To me one of the most surprising things was the overwhelming support for 10th amendment state sovereignty. While obviously those of the left might not like the idea of state nullification of federal healthcare there was a consensus to try to enforce governors control over the national guard of each state. Not something I thought we could agree upon, but then again that entire meeting was something i thought we couldn't accomplish. I simply have to start being more optimisitc :)
Shaun,
Could you send me your e-mail address? I want to keep in touch. Send to dhenderson@antiwar.com
David
David,
I will pass this on to Shaun if he doesn't check this post again. It'd also be great if you could blog about the conference!
Matt
There's another report on the conference (from Voters for Peace) available here. (That might actually be a different posting of the same piece Matt linked to.)
This is great!
This is exactly what we need! Destroy the left-right paradigm!

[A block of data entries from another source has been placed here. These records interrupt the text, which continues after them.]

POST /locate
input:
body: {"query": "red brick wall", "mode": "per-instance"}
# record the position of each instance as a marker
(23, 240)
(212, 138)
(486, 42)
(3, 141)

Wow. Really cool. I cringe at the thought of Nader but I cringe more in the presence of neocons. I would rather cringe less.
Your profile of Nader reminds me why I did what I did in 2000: voted Nader for President [more as a tribute to his remarkable public career than anything else] and straight Republican for everything else.
Obamas war? did not know he started it.
he's not withdrawing-- in fact, he's escalating in Afghanistan, slaughtering innocents in Pakistan, and considering intervening elsewhere. This is his empire now.
Love Nader! Glad to finally see that true supporters of peace and liberty, be they on the left or right side of the political spectrum, are bonding through opposition to the neocons and the Dems.
Even if unintended, its misappropriating the term Left vps hosting, belittles and blocks public attention from the heroic efforts of true patriot led antiwar journalism, demonstrations, civil disobedience and conscientious objection in the military by socialists throughout the history of our nation.
No one from America's scholarly shared hosting Socialist Journals like Monthly Review, Science and Society (internationally respected for their scrupulous documentation), or anyone in the peace movement calling themselves socialist were in attendance. Someone correct this writer web hosting review if he is wrong in noting that the thinking of The War Resister League, Fellowship of Reconciliation, Maryknoll Catholic Mission was not represented. This would be perfectly Okay, as long as the gathering wasn't touted as email hosting representative of the U.S. Left.